Conjugation Strategies for Low Solubility Proteins to Single-Walled Carbon Nanotubes as a Sensitive Fluorescent Assay to Protease Activity.

Recently, single-walled carbon nanotube-based optical biosensors have been shown to detect hydrolase activity directly on target substrates such as proteins and peptides. This study presents a metastable protein conjugation approach to immobilize more hydrophobic proteins and enhance the sensitivity of protease detection. The method combines covalent conjugation of substrate proteins via carbodiimide chemistry (EDC/NHS) with non-covalent polymer wrapping of SWCNT, in this case, carboxymethyl cellulose. The formation of protein-SWCNT complexes as a result of multi-site conjugation between the proteins and carboxyl groups, enabled iterative pelleting, washing, and resuspension steps to be applied to the probes which allowed for removal of unbound proteins and residual materials, enhancing the sensor's sensitivity by approximately threefold, reaching an LOD of 6.4 ng/ml in a 5 minute reaction.
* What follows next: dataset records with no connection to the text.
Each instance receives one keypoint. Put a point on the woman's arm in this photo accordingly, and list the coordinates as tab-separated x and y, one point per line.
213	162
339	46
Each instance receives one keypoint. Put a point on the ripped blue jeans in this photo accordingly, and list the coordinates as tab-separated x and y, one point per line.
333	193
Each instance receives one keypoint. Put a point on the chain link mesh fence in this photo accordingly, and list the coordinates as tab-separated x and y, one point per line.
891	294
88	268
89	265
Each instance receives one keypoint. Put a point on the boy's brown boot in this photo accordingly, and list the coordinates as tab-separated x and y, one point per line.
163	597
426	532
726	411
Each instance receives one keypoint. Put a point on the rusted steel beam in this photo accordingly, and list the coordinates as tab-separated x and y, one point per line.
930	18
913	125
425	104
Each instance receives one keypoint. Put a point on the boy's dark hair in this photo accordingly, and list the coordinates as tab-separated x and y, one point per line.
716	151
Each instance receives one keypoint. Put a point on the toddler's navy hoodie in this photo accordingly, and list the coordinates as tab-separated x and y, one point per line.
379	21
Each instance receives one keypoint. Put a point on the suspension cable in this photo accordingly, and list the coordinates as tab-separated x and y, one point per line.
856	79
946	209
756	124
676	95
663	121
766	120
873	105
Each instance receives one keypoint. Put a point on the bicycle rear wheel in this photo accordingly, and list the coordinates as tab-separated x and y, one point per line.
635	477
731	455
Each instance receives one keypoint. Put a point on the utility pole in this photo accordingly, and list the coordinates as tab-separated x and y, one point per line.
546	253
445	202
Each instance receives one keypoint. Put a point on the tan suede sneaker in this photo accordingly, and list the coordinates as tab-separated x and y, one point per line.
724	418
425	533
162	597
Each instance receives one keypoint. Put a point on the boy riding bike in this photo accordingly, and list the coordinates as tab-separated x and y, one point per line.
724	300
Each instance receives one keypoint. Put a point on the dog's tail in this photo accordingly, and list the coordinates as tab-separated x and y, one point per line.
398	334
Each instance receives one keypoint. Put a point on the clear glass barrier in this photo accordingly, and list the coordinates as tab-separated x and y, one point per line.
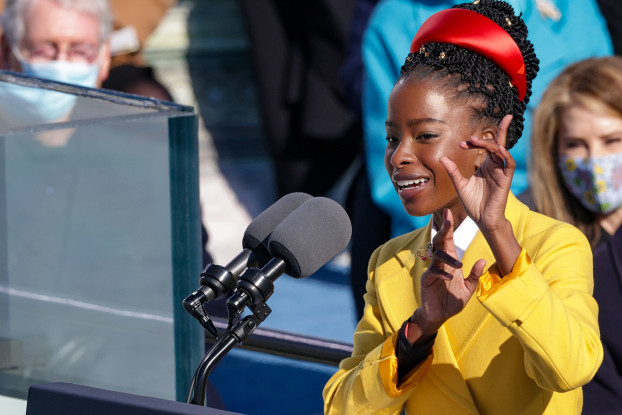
89	262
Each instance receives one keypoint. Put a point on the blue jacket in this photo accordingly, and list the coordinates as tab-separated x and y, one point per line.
580	32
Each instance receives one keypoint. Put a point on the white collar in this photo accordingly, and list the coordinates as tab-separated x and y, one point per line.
463	235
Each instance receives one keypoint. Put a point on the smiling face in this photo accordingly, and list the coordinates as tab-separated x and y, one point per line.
425	122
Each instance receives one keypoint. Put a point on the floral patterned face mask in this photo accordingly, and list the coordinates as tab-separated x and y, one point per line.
596	182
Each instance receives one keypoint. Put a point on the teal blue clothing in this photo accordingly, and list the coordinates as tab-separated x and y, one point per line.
580	32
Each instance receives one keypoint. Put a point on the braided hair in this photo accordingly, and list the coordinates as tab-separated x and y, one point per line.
467	72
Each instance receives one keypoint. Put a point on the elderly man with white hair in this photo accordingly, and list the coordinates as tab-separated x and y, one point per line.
63	40
60	40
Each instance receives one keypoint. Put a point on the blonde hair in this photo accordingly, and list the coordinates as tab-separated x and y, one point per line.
594	84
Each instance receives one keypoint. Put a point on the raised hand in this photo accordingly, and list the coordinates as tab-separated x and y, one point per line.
484	195
444	290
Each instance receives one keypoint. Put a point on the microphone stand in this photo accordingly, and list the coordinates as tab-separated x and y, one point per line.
255	287
235	335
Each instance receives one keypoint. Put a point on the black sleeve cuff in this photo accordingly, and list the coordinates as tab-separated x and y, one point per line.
409	355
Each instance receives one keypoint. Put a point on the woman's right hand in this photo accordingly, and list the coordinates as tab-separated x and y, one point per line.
444	290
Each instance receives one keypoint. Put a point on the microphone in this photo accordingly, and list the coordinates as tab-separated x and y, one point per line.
306	240
218	281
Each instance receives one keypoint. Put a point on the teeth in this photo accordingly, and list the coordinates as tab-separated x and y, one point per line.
405	183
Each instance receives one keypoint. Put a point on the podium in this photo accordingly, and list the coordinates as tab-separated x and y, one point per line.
70	399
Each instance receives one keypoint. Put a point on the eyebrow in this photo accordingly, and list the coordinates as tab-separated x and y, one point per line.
417	121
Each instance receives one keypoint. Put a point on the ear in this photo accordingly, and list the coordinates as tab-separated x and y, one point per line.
489	133
104	67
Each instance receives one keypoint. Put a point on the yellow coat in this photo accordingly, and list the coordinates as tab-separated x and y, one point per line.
524	344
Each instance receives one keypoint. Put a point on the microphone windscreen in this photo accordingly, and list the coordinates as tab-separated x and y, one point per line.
311	236
259	230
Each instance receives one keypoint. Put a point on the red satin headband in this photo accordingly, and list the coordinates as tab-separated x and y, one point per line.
479	34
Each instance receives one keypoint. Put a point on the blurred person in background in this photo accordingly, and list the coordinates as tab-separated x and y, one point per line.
576	176
70	41
297	51
60	40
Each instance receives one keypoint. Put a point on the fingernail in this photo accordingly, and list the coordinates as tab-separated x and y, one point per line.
448	259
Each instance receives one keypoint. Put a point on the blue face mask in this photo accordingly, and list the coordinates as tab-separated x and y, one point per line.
21	106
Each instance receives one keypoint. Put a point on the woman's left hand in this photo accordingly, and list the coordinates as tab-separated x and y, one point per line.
484	195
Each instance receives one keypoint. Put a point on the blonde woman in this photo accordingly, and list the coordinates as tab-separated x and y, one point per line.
576	176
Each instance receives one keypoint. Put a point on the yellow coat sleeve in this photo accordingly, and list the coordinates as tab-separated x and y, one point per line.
366	382
546	303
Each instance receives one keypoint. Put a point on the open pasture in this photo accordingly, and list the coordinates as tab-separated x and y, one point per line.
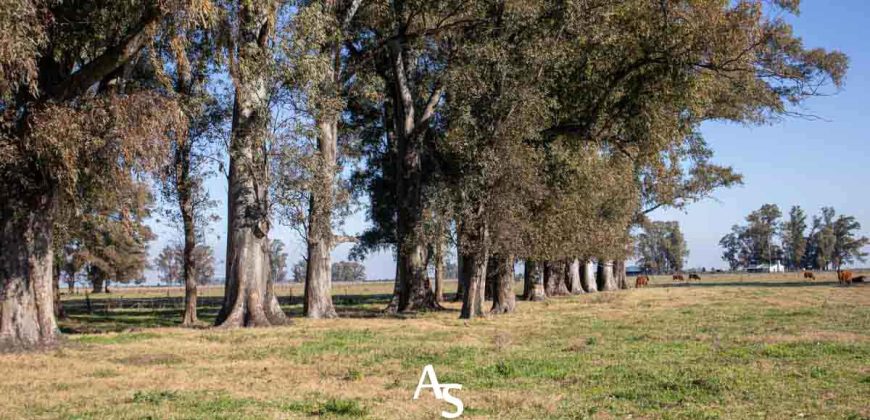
726	347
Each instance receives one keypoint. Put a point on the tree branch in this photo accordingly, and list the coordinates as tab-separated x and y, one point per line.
109	61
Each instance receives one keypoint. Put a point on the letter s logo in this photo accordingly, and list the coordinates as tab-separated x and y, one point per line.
445	391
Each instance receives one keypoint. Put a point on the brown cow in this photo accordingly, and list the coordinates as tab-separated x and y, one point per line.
844	277
641	281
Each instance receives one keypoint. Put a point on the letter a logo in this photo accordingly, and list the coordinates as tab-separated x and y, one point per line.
442	392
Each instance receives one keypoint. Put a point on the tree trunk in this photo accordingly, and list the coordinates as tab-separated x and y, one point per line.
97	280
606	280
473	275
587	279
318	279
185	202
409	129
439	269
491	273
247	298
573	277
55	287
461	282
503	298
533	282
26	264
554	279
619	274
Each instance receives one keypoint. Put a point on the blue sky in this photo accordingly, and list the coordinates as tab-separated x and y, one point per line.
813	164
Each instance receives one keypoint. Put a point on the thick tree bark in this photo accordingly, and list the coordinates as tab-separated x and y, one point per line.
606	281
587	279
318	279
461	283
554	279
439	270
98	282
26	265
55	287
247	297
473	275
185	204
533	282
503	297
573	277
619	274
409	129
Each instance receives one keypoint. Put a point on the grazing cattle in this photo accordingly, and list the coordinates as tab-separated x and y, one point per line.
641	281
844	277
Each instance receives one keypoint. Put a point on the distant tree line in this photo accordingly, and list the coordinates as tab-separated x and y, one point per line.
342	271
661	248
539	131
827	242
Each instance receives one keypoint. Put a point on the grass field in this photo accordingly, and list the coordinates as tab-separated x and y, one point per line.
756	346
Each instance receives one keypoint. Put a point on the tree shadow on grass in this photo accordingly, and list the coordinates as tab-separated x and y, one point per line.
799	284
118	314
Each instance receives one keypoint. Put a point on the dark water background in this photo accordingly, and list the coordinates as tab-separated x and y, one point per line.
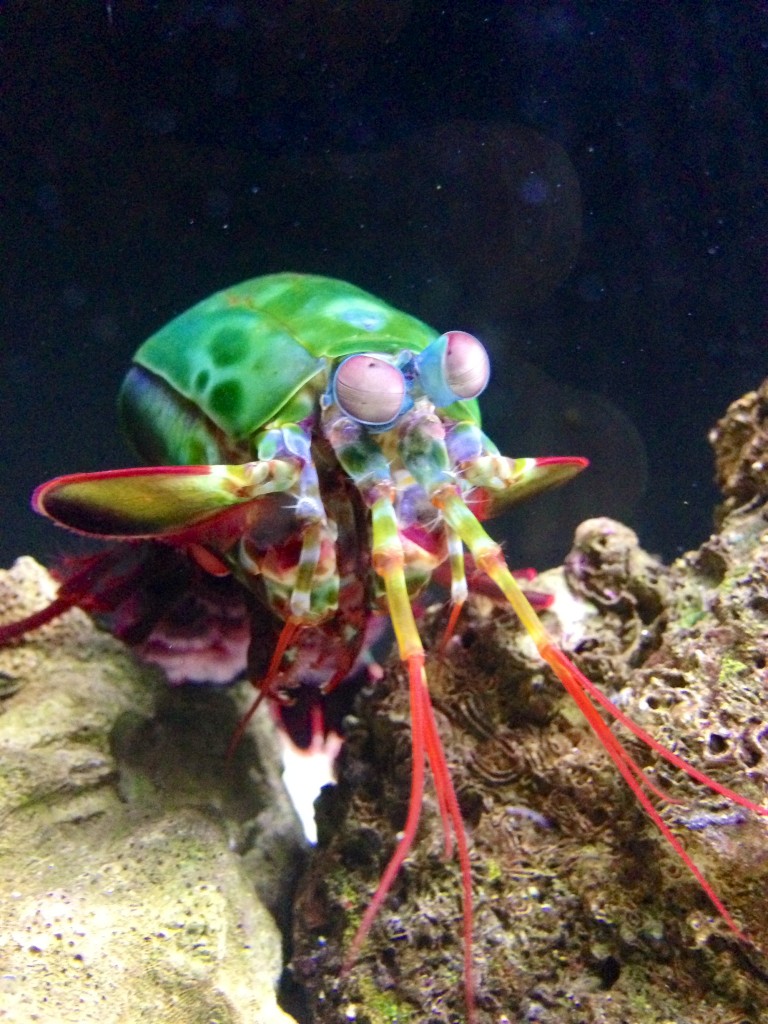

This immobilization approach is applied to the ECM proteins such as gelatin and collagen and used to detect ECM degrading enzymes' activity. ECM degrading enzymes caused a fluorescent intensity decrease of the SWCNT probes, enabling quantification of enzyme concentration between the range 160 ng/ml to 100 µg/ml within 5 minutes of reaction. This hybrid approach provides a rapid and sensitive platform for detecting extracellular degrading enzymes with potential applications in cancer diagnosis and prognosis, wound healing, high-throughput screening for enzyme inhibitors and drug discovery.